The change also stemmed from 21st-century communications, whose deluge of electronic trails — “metadata” showing who contacted whom and when, to who looked at or printed out a classified computer file — made it easier for the F.B.I. to identify suspects. (Encryption, of course, has separately made it harder for agents to eavesdrop on the content of communications.)

Several cracks in protections for journalism have formed under the resulting pressure. One is that investigators have increasingly tried to seize data about reporters’ phone calls and emails.

Prosecutors sometimes notified news organizations about their intentions in advance, which has led to negotiations and court fights, including a 2006 appeals court ruling upholding a subpoena for a Times reporter’s phone data. However, the statute of limitations passed and the investigation ended.

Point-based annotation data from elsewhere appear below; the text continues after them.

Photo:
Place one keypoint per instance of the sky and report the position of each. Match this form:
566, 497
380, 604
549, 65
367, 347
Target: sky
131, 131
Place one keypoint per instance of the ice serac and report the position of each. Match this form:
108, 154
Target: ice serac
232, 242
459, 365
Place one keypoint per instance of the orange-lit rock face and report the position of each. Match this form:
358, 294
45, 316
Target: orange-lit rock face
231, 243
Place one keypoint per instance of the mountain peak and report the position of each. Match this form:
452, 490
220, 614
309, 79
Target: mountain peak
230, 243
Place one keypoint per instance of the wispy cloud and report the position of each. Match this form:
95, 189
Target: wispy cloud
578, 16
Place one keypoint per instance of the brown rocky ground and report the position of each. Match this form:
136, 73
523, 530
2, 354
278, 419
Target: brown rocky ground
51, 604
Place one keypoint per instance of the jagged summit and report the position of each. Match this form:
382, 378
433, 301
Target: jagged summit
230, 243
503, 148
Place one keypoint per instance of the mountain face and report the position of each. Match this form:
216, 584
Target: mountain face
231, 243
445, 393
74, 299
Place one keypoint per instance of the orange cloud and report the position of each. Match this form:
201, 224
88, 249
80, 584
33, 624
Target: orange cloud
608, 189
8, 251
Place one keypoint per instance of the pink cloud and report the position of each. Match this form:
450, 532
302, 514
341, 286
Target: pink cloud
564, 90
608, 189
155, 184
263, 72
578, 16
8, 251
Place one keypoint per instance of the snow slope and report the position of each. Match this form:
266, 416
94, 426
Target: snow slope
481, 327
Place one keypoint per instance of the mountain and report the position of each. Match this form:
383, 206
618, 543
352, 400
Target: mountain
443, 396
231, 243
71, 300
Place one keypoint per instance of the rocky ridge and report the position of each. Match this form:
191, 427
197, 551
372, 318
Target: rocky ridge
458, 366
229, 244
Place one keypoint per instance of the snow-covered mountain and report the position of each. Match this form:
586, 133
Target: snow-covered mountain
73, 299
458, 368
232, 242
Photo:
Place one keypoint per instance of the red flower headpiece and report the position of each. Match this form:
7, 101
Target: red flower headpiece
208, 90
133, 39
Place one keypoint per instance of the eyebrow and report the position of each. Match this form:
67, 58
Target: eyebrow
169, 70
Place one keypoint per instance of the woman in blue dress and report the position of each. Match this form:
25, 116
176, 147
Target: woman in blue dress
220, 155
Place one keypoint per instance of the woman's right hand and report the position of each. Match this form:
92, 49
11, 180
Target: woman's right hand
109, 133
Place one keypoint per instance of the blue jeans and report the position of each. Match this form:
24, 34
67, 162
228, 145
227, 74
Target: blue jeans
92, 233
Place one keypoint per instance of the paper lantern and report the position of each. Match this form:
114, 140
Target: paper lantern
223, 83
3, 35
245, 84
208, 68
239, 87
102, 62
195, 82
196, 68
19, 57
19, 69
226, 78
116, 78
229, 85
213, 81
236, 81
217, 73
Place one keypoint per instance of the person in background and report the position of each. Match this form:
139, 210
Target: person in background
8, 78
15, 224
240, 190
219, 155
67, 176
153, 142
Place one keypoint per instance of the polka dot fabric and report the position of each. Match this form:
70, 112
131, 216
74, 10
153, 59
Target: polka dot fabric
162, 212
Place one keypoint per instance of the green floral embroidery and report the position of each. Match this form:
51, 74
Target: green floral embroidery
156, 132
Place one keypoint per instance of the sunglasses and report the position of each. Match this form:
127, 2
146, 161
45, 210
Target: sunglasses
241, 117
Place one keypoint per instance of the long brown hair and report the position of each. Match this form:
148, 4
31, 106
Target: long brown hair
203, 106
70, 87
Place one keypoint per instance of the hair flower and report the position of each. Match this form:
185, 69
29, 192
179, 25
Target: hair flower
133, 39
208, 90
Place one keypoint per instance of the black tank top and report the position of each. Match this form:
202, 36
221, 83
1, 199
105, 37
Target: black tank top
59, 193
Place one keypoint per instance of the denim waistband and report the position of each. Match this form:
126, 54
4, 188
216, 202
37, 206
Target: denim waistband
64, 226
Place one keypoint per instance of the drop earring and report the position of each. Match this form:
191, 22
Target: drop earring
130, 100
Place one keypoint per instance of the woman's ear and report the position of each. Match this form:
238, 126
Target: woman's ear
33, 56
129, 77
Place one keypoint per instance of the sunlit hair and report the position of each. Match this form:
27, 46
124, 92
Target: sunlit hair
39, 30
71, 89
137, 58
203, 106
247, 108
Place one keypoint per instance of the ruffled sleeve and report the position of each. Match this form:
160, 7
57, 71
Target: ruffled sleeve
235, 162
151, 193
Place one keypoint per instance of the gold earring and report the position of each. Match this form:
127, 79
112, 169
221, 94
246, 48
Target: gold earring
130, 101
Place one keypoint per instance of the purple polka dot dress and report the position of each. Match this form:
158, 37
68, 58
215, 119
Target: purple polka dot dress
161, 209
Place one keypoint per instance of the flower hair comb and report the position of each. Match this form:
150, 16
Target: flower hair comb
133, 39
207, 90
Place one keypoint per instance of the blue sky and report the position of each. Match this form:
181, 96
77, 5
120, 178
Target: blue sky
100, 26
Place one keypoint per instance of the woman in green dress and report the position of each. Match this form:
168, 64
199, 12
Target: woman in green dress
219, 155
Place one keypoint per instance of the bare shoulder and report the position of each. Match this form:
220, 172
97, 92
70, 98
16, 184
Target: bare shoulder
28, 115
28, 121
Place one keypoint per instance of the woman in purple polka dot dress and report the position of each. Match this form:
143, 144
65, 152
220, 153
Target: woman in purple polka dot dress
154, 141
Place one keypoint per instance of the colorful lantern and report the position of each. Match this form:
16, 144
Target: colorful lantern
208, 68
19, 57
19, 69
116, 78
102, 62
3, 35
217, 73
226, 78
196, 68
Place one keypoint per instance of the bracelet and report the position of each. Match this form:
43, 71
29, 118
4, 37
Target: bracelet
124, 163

Prosecutors have also avoided such lengthy fights by arguing that advance notification would damage an investigation and secretly seized reporters’ data from communications companies without it. Examples include an Obama-era seizure of Associated Press phone data disclosed in 2013 — and at least four Trump-era leak investigations.

Prosecutors have also subpoenaed reporters to testify about their sources.

In 2005, a Times reporter was jailed for 85 days because she refused to comply with a subpoena demanding that she talk about a confidential source. In a 2013 case involving another Times reporter, the Justice Department won an appeals court ruling that established that there is no “reporter’s privilege” that empowers federal judges to quash such subpoenas.

The Biden administration’s description of its new policy — that prosecutors “will not seek compulsory legal process in leak investigations to obtain source information from members of the news media doing their jobs” — appears to ban such subpoenas to reporters.

It is less clear whether Mr. Garland intends to address a growing threat of prosecuting reporters themselves for writing about government secrets.

In theory, several laws could be used to prosecute reporters for publishing national security secrets, but First Amendment concerns have deterred prosecutors from testing that idea. Cracks, however, have been forming in that barrier, too.

After The Times exposed secret post-9/11 surveillance under the Bush administration, some conservatives called for prosecuting the paper and its reporters.

In 2013, it came to light that the Obama Justice Department portrayed a Fox News reporter as a criminal conspirator in his source’s leak as part of a search warrant application. That time, conservatives joined in expressing outrage.

The Justice Department said prosecutors never intended to charge the reporter but portrayed him as a criminal to bypass the 1980 law that bans search warrants for reporters’ work materials; it makes an exception if the reporter is suspected of a crime. Attorney General Eric H. Holder Jr. banned the loophole.

But the specter of prosecuting reporters returned in 2019, when the department under Attorney General William P. Barr expanded a hacking conspiracy indictment of Julian Assange, the WikiLeaks founder, to treat his journalistic-style acts of soliciting and publishing classified information as crimes.

Obama-era officials had weighed charging Mr. Assange for publishing leaked military and diplomatic files, but worried about establishing a precedent that could damage mainstream news outlets that sometimes publish government secrets, like The Times. The Trump administration, however, was undeterred by that prospect.

For now, the First Amendment issues are on hold as Mr. Assange fights extradition from Britain. Soon after the Biden administration took office, the Justice Department pressed forward with that extradition effort in British court, leaving the charges in place.

But that was before Mr. Garland was sworn in — and before the latest uproar about the escalating aggression of the Justice Department’s leak investigation tactics prompted him to focus on drafting a new approach that, he testified, will be “the most protective of journalists’ ability to do their jobs in history.”